3.4  Additionally, the following are covered:
3.4.1  Any accessory or item of supply that is used in conjunction with the device for the purpose of achieving therapeutic benefit and proper functioning;
3.4.2  Services necessary to train the recipient of the device in the use of the device;
3.4.3  Repair of the device for normal wear and tear or damage;
3.4.4  Customization of the prosthetic is covered when provided by an otherwise authorized provider.
3.5  Replacement. Replacement of a prosthetic is covered when:
3.5.1  Required due to growth or a change in the patient’s condition; or
3.5.2  The device is lost or irreparably damaged or the cost of repair would exceed 60% of the cost of replacement. Effective September 1, 2005.
3.6  Surgical implants that are approved for use in humans by the U.S. Food and Drug Administration (FDA) are covered as an essential and integral part of an otherwise covered surgical procedure.
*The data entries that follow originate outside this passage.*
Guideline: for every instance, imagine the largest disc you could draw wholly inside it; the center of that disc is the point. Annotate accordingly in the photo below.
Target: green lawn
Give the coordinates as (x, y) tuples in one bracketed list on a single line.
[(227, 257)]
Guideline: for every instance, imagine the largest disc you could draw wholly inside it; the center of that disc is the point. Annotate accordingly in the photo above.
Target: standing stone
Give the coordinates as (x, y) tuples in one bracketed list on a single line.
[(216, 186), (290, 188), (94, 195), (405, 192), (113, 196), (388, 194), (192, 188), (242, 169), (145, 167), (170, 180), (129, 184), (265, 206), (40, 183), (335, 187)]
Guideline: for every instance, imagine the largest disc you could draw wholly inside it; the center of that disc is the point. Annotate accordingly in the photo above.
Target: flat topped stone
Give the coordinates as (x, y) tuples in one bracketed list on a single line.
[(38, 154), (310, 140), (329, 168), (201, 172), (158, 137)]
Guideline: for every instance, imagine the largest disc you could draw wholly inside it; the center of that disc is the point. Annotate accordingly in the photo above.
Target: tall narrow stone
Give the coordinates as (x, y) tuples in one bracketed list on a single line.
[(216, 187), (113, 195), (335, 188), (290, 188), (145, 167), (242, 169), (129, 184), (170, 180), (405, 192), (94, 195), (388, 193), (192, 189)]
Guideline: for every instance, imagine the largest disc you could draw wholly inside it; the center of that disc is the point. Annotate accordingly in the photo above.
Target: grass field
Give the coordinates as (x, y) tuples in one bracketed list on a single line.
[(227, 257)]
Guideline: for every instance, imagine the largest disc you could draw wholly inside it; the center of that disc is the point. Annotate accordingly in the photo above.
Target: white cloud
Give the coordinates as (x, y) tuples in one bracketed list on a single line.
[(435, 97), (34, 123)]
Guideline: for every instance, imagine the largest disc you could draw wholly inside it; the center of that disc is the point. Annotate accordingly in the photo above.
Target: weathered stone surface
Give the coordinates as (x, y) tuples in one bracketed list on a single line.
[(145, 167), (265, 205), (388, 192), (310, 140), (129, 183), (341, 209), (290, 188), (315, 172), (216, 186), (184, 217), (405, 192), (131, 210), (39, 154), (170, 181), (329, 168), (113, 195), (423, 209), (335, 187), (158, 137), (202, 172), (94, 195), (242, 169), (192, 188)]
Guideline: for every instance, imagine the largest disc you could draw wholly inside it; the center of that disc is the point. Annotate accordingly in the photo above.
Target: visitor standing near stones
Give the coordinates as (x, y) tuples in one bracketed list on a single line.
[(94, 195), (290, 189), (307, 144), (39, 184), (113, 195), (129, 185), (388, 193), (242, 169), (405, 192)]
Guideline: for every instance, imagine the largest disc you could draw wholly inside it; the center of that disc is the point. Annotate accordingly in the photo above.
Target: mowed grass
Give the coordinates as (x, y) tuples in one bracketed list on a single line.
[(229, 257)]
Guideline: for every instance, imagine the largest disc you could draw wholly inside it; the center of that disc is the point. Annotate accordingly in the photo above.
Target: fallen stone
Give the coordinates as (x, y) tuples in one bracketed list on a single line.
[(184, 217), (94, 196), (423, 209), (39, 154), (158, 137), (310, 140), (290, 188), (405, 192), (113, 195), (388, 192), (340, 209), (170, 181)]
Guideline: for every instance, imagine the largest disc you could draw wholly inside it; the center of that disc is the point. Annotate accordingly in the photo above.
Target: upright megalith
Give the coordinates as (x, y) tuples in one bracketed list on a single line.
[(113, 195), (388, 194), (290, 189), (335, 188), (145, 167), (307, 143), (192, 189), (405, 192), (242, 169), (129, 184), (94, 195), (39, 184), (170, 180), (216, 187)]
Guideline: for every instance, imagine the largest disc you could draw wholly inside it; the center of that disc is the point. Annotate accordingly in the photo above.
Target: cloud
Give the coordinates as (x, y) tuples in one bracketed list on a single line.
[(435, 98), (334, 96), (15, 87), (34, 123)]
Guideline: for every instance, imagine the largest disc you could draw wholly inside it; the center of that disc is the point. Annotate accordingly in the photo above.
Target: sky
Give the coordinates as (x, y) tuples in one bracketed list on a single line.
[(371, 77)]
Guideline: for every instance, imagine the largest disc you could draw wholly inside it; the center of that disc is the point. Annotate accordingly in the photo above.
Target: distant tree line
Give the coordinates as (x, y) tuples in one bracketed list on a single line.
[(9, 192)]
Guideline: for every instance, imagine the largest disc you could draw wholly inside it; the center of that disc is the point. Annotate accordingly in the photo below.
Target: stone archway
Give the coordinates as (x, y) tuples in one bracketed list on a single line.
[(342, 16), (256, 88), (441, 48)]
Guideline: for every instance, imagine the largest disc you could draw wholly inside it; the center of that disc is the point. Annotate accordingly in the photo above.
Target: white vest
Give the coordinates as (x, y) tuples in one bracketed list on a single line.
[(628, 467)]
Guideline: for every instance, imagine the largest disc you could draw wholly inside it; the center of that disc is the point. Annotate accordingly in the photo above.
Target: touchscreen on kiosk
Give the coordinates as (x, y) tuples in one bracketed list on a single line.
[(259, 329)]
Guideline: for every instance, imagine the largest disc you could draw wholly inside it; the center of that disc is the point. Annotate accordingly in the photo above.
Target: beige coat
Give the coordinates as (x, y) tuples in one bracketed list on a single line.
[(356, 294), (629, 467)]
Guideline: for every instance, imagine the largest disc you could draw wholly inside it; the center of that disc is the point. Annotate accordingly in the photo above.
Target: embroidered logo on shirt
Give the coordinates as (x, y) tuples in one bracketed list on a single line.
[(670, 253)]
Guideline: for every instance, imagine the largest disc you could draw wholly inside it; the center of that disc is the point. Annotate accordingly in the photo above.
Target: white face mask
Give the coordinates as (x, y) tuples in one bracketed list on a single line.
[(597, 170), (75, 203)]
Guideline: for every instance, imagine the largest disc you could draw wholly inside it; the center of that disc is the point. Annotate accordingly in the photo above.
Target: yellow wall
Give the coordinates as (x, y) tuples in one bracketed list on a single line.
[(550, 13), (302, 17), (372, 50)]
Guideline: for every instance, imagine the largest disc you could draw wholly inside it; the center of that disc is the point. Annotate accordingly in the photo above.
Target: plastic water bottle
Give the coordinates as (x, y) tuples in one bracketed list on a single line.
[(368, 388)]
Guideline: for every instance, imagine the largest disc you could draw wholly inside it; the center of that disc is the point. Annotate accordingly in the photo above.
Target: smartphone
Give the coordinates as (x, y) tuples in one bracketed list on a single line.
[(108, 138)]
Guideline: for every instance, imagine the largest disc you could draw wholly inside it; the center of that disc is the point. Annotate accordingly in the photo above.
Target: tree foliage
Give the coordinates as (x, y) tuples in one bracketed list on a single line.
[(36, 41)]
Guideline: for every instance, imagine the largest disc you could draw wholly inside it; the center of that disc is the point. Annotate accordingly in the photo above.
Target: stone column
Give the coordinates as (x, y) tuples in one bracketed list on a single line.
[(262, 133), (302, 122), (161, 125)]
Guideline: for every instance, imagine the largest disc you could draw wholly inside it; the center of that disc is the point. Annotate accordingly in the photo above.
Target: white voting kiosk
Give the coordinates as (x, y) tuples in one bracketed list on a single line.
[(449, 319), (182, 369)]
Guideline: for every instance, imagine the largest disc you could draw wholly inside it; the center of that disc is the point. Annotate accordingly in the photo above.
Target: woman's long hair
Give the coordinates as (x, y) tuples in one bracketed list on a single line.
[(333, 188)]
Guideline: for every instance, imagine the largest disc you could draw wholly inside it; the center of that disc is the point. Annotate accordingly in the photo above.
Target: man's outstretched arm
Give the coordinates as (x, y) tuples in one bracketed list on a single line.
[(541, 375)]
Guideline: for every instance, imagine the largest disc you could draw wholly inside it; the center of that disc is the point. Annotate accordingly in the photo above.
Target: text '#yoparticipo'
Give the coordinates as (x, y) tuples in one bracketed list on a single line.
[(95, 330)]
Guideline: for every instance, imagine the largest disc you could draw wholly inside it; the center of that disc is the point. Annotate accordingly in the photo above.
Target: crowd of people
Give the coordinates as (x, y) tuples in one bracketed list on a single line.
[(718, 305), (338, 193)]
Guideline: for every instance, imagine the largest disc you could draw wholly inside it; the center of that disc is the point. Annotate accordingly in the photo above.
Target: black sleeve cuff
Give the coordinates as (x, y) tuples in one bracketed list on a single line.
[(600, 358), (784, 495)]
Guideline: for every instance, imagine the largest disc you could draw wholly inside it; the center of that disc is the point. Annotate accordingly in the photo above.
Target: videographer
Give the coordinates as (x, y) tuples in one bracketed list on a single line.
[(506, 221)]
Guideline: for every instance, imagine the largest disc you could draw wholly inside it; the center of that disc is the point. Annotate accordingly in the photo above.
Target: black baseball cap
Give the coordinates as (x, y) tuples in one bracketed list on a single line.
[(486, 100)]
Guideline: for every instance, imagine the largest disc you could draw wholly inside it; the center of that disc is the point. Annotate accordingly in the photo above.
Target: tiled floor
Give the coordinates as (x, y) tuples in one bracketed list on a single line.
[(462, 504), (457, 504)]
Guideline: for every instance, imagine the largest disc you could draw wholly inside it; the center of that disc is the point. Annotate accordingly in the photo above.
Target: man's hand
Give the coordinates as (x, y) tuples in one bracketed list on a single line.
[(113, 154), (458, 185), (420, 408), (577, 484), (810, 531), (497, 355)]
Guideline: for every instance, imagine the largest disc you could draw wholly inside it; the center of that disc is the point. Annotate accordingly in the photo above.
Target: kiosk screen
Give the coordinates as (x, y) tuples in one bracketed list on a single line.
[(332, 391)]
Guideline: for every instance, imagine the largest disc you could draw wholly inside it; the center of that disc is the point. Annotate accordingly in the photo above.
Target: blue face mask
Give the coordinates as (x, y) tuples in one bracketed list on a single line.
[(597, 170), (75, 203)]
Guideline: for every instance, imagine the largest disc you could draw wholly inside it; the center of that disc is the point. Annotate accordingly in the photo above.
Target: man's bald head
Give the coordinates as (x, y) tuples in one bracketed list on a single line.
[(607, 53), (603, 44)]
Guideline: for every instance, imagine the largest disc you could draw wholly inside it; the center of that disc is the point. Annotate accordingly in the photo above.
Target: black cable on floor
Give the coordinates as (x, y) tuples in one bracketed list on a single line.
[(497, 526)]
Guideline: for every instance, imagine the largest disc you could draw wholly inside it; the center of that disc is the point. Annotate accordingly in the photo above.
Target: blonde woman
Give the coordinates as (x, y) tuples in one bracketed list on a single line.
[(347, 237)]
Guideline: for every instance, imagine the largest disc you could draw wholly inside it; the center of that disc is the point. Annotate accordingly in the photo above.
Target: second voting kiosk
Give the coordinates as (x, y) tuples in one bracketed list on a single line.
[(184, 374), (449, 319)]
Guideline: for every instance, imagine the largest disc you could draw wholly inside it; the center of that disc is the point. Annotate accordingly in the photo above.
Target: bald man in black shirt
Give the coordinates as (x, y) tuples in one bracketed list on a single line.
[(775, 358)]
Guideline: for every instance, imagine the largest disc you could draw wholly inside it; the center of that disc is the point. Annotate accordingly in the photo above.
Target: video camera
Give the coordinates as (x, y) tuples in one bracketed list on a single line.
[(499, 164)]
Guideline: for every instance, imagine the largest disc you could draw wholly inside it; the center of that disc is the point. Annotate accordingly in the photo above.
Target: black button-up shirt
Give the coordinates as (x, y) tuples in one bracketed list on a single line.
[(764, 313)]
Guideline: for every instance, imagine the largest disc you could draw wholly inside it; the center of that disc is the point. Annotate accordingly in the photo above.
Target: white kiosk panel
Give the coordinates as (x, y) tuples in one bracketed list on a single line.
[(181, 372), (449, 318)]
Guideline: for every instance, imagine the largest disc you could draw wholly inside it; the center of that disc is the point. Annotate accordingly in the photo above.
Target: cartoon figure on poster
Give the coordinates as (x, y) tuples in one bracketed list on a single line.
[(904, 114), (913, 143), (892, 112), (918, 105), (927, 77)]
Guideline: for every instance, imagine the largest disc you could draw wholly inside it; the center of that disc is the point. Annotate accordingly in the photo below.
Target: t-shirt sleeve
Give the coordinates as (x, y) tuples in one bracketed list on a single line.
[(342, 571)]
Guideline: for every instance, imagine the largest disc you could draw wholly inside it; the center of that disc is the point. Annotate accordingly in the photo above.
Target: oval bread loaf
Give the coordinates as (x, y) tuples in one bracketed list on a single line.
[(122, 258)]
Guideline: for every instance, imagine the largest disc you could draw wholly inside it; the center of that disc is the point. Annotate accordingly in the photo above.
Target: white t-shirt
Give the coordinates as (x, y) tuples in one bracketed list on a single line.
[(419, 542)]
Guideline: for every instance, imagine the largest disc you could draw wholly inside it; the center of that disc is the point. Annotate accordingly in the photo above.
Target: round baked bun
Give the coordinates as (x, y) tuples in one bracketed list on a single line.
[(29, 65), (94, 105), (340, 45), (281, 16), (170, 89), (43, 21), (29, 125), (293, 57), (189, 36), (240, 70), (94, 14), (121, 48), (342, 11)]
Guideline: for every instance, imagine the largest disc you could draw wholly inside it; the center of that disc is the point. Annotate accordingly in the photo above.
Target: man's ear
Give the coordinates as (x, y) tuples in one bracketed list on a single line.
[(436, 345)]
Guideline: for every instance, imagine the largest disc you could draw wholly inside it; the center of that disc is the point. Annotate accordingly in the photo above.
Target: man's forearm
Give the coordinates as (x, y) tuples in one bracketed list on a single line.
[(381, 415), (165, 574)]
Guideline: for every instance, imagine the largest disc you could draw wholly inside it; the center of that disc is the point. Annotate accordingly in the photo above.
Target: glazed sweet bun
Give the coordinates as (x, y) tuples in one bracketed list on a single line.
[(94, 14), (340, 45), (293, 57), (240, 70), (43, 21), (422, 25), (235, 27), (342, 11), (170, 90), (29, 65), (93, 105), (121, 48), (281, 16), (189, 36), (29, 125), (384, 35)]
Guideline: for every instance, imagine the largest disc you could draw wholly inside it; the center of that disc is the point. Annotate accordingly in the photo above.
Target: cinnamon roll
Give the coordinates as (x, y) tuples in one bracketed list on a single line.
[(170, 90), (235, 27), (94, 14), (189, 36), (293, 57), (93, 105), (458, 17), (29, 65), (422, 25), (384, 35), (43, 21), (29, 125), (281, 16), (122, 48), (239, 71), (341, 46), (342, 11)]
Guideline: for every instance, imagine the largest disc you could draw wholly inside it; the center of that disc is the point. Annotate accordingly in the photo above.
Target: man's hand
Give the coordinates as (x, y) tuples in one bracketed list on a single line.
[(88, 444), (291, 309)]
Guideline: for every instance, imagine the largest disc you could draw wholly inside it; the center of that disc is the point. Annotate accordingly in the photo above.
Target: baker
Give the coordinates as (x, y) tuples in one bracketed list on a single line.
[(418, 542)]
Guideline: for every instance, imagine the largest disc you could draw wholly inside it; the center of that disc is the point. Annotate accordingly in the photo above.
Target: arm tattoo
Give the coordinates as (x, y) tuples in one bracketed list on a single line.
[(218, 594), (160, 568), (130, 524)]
3.7  As of May 20, 1999, the purchase of prosthetic devices is expanded to include, but not limited to, ears, noses, and fingers, as determined by the Secretary of Defense, to be necessary because of significant conditions resulting from trauma, congenital anomalies, or disease.
3.8  Prosthetic devices with an FDA approved Investigational Device Exemption (IDE) categorized by the FDA as non-experimental/investigational (FDA Category B) will be considered for coverage. Coverage is dependent on the device meeting all other requirements of the law and rules governing TRICARE and upon the beneficiary involved meeting FDA approved IDE study protocols.
3.9  Coverage for prosthetic devices includes myoelectric prosthetic devices. As an example, a myoelectrical prosthesis with a hand is an acceptable alternative to conventional prosthesis with a hook.
4.0  EXCLUSIONS
4.1  Prosthetic devices categorized by the FDA as experimental/investigational (FDA Category A) IDEs.
4.2  Prosthetic devices intended for sports related purposes, exercise equipment, physiotherapy, personal comfort, and convenience.